Forecasting Solar Radiation using DataRobot to Optimize Power Generation

This article was written by Abdul Khader Jilani and originally appeared on the DataRobot Blog here:


“I’d put my money on the sun and solar energy,” said Thomas Edison to Henry Ford and Harvey Firestone. Indeed, the race to renewable power generation is catching pace and solar power is one of the cleanest power generation techniques in the renewable energy space.

Like with any power generation methodology, solar power generation needs to be consumed without waste; however, the availability of sunlight is limited. There is a need to optimize supply to meet demand. One way to determine if supply can meet demand is to forecast how much solar power can be generated in advance.

Forecasting how much solar power will be generated is directly dependent on the availability of solar radiation or sunlight in layman terms. Although sunlight can seem to be a simple term, the solar radiation available is measured in terms of irradiance, specifically Direct Normal Irradiance, Diffuse Horizontal Irradiance, and Global Horizontal Irradiance. Predicting these irradiance metrics across a day will allow us to accurately assess the amount of solar power that can be generated.

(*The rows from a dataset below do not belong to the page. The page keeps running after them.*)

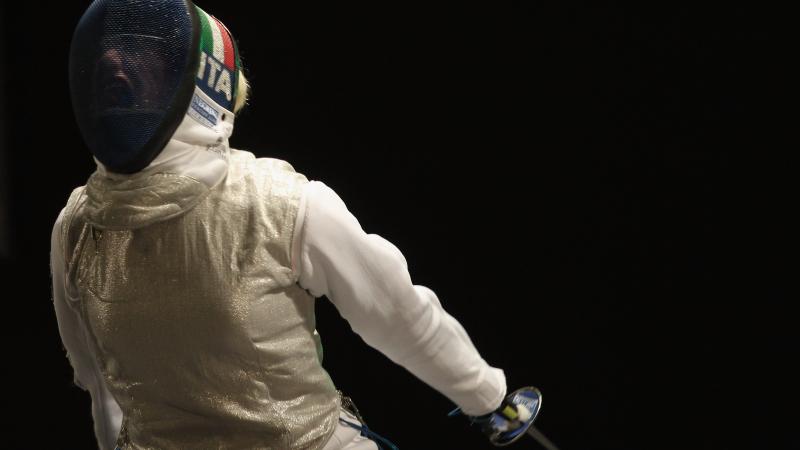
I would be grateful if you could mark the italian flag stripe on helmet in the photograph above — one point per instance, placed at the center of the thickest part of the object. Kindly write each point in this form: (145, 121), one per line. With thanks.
(216, 41)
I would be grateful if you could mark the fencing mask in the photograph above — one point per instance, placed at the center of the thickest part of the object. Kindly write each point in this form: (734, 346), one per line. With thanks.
(134, 66)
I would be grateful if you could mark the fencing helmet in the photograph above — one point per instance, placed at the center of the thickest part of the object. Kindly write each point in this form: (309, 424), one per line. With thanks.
(137, 67)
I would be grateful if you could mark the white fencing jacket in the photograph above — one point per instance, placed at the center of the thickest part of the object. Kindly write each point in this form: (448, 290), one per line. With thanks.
(364, 275)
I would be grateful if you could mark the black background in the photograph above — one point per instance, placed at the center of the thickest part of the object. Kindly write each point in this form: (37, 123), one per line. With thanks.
(563, 176)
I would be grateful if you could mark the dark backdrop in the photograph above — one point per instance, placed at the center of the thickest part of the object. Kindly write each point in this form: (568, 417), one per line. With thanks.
(560, 175)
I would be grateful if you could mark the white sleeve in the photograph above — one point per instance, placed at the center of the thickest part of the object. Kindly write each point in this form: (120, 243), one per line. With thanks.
(367, 279)
(106, 413)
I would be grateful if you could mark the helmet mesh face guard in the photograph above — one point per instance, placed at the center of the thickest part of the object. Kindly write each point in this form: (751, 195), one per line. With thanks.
(132, 74)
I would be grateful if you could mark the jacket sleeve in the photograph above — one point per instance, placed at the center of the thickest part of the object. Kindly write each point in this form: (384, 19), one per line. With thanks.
(106, 413)
(367, 279)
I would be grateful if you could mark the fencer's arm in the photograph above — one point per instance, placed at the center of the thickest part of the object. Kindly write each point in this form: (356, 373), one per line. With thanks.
(106, 413)
(367, 279)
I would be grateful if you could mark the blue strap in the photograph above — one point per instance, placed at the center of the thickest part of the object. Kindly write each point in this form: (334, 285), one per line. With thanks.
(367, 433)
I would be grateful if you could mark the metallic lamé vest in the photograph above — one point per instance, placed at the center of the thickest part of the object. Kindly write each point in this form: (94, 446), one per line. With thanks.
(203, 336)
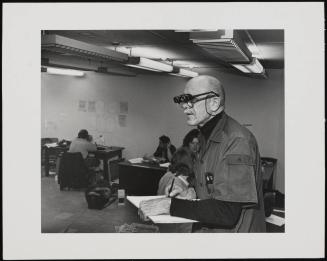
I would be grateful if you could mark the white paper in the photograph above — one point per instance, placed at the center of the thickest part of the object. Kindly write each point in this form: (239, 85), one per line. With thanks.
(50, 145)
(136, 160)
(165, 165)
(279, 210)
(135, 200)
(276, 220)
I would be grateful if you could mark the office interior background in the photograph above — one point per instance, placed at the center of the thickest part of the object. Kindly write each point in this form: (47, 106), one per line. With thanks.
(131, 106)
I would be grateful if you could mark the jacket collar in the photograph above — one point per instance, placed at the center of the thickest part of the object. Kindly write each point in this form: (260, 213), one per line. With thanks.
(212, 130)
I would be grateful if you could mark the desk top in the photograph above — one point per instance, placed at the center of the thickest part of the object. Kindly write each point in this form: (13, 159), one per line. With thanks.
(142, 165)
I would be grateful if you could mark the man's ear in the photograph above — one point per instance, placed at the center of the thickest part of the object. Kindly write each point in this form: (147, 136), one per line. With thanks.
(215, 103)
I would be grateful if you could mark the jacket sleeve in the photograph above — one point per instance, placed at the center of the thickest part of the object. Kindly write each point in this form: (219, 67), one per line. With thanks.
(234, 180)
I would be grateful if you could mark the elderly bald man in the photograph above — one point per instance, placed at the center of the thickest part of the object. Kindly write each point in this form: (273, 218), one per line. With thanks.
(228, 180)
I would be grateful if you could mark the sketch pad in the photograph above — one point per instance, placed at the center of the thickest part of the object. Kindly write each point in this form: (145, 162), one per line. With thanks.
(168, 219)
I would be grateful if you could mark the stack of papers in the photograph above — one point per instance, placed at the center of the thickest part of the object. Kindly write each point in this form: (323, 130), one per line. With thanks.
(135, 200)
(276, 220)
(136, 160)
(50, 145)
(165, 165)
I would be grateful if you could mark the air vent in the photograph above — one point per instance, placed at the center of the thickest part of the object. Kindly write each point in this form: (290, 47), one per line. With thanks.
(60, 44)
(228, 47)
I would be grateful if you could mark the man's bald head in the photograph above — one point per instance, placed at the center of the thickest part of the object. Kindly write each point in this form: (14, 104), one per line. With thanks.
(206, 83)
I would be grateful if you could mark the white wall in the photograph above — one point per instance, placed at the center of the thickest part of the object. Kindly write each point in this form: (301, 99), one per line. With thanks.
(153, 113)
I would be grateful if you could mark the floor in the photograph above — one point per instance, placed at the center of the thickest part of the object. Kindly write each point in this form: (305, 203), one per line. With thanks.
(67, 212)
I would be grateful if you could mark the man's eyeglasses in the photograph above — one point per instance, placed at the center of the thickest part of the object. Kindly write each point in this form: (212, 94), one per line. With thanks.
(190, 99)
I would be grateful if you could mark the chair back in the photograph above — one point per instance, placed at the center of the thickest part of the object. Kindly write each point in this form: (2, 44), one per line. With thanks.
(73, 172)
(268, 166)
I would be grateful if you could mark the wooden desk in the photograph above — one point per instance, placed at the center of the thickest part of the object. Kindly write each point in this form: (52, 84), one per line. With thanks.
(107, 154)
(271, 228)
(104, 155)
(139, 179)
(48, 151)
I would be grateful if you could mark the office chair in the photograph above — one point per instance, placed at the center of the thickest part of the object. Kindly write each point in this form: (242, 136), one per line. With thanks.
(73, 172)
(52, 157)
(268, 168)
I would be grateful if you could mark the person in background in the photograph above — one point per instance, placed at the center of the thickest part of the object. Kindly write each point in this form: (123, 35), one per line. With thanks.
(191, 141)
(83, 144)
(228, 178)
(180, 173)
(165, 149)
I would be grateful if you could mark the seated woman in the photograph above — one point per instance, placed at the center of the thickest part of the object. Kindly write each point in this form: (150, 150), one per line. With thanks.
(191, 141)
(83, 144)
(165, 149)
(176, 182)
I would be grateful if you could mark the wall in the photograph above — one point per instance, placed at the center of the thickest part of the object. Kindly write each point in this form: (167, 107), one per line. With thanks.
(152, 113)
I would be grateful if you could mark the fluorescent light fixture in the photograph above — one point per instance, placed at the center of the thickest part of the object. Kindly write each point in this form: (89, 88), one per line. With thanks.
(195, 30)
(183, 72)
(60, 71)
(253, 67)
(147, 64)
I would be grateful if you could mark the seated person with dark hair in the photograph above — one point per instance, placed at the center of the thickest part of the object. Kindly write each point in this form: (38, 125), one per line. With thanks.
(176, 182)
(165, 149)
(83, 144)
(191, 141)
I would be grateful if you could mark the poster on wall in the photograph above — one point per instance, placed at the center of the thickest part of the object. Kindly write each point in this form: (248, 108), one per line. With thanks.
(122, 120)
(99, 107)
(91, 107)
(112, 107)
(82, 105)
(123, 107)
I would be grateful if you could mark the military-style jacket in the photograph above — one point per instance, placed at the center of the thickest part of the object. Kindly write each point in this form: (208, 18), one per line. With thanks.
(228, 169)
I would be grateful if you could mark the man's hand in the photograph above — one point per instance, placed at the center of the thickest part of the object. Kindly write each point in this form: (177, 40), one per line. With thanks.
(178, 187)
(154, 207)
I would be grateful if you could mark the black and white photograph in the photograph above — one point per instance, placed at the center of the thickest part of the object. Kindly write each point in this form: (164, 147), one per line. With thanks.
(142, 129)
(200, 150)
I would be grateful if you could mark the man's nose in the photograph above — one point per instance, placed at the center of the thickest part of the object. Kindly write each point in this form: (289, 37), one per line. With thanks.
(185, 107)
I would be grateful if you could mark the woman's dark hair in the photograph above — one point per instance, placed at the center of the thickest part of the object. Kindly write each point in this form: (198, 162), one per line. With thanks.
(164, 139)
(194, 133)
(181, 162)
(83, 134)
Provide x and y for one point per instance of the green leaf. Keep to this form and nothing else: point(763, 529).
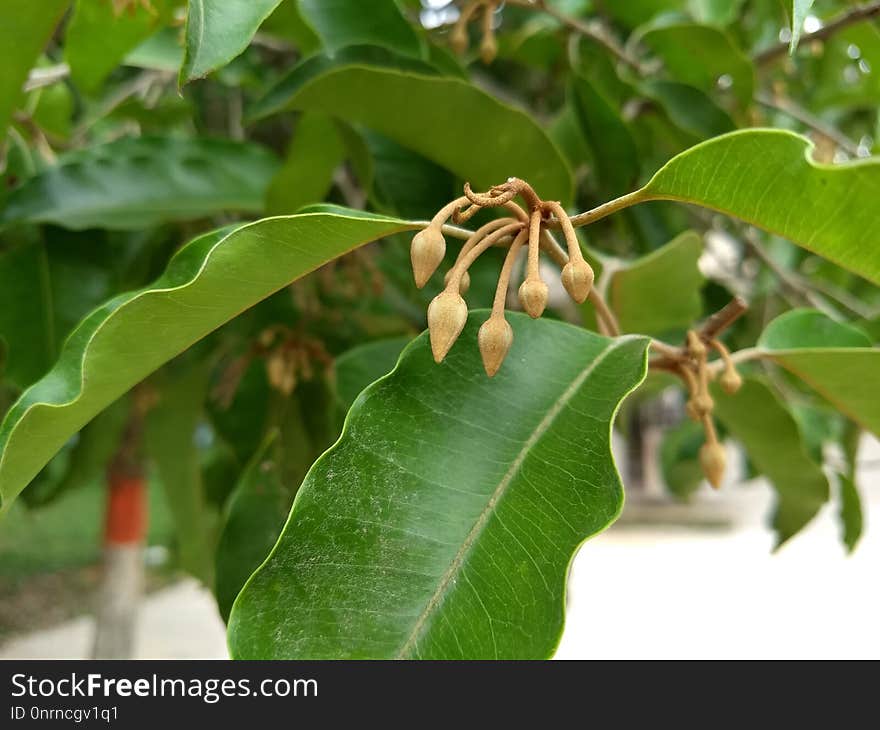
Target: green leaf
point(613, 147)
point(431, 115)
point(660, 292)
point(170, 440)
point(850, 514)
point(25, 29)
point(700, 55)
point(98, 37)
point(207, 283)
point(835, 359)
point(364, 364)
point(461, 506)
point(767, 177)
point(314, 153)
point(342, 23)
point(136, 183)
point(690, 109)
point(771, 437)
point(799, 10)
point(26, 317)
point(219, 30)
point(257, 510)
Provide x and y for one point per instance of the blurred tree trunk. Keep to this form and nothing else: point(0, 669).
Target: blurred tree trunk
point(125, 528)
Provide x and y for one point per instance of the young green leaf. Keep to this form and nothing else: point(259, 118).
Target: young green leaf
point(120, 32)
point(702, 56)
point(835, 359)
point(219, 30)
point(461, 506)
point(771, 437)
point(660, 292)
point(135, 183)
point(767, 177)
point(610, 140)
point(207, 283)
point(25, 28)
point(850, 514)
point(428, 114)
point(364, 364)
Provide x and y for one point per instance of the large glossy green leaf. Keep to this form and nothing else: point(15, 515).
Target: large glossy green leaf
point(836, 360)
point(219, 30)
point(850, 514)
point(660, 292)
point(442, 523)
point(342, 23)
point(135, 183)
point(207, 283)
point(431, 115)
point(771, 437)
point(768, 178)
point(364, 364)
point(25, 28)
point(99, 36)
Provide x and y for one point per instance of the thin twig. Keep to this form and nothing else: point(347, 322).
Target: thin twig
point(788, 107)
point(844, 20)
point(595, 31)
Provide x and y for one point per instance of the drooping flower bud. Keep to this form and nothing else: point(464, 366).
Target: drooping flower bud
point(701, 404)
point(447, 314)
point(458, 39)
point(464, 283)
point(713, 461)
point(427, 251)
point(533, 296)
point(730, 380)
point(494, 338)
point(696, 346)
point(577, 278)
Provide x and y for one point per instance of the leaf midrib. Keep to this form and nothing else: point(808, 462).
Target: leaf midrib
point(458, 560)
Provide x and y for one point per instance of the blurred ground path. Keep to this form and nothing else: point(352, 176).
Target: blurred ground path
point(637, 591)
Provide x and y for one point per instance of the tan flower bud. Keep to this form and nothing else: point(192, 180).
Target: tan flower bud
point(458, 39)
point(702, 404)
point(447, 314)
point(488, 48)
point(464, 283)
point(494, 338)
point(427, 251)
point(713, 461)
point(577, 278)
point(730, 380)
point(533, 295)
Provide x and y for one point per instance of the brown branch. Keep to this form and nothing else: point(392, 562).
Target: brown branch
point(844, 20)
point(594, 31)
point(788, 107)
point(723, 318)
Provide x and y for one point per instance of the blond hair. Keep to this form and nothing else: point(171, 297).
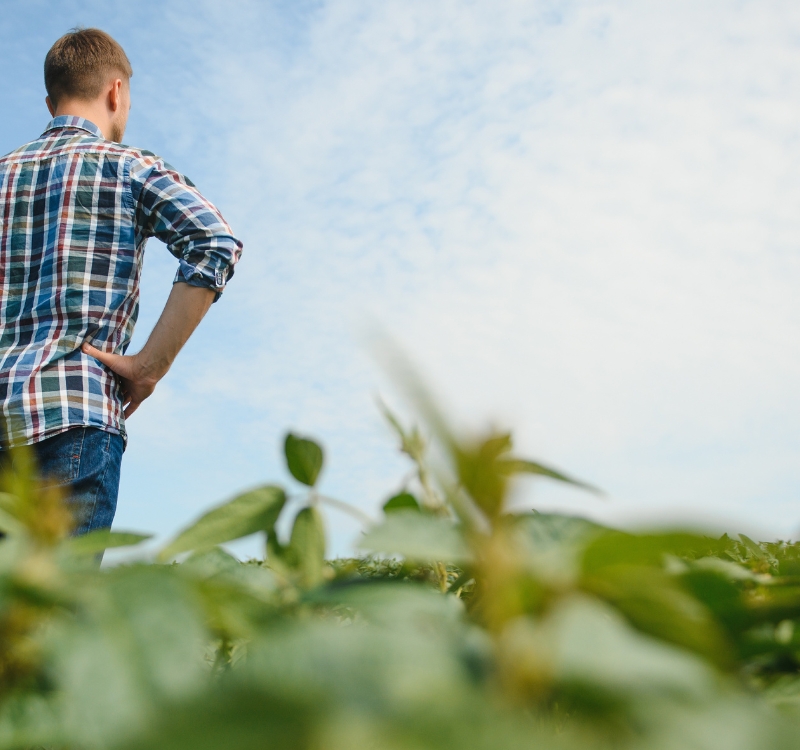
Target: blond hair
point(80, 63)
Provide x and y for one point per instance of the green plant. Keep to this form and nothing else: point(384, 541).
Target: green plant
point(463, 625)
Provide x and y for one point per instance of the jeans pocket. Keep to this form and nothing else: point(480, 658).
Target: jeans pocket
point(59, 457)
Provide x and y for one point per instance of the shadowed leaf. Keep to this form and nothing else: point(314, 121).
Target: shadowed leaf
point(246, 514)
point(304, 459)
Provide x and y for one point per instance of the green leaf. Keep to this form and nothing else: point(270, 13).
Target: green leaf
point(253, 511)
point(401, 501)
point(306, 550)
point(479, 472)
point(523, 466)
point(304, 459)
point(418, 537)
point(103, 539)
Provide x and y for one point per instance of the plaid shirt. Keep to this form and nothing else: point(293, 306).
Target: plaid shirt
point(75, 213)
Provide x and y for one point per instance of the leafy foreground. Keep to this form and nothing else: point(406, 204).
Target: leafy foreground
point(464, 626)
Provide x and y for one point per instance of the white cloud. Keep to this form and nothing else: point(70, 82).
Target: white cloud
point(580, 217)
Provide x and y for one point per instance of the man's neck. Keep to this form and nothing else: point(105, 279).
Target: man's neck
point(88, 111)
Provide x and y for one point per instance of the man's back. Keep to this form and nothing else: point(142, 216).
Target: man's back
point(76, 212)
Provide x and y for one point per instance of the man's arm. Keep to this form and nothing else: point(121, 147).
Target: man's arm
point(139, 373)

Direct Normal Irradiance (DNI) is the amount of solar radiation received per unit area by a surface that is always held perpendicular (or normal) to the rays that come in a straight line from the direction of the sun at its current position in the sky.

Diffuse Horizontal Irradiance (DHI) is the amount of radiation received per unit area by a surface (not subject to any shade or shadow) that does not arrive on a direct path from the sun, but has been scattered by molecules and particles in the atmosphere and comes equally from all directions.

Global Horizontal Irradiance (GHI) is the total amount of shortwave radiation received from above by a surface horizontal to the ground. This value is of particular interest to photovoltaic installations and includes both DNI and DHI.

Global Horizontal (GHI) = Direct Normal (DNI) X cos(θ) + Diffuse Horizontal (DHI)


Measuring irradiance allows us to estimate the solar power reaching the surface, and then using conversion models for solar panels or power plants, we can estimate the amount of solar power generated from said power generation facility. One such traditional method is mentioned in this paper.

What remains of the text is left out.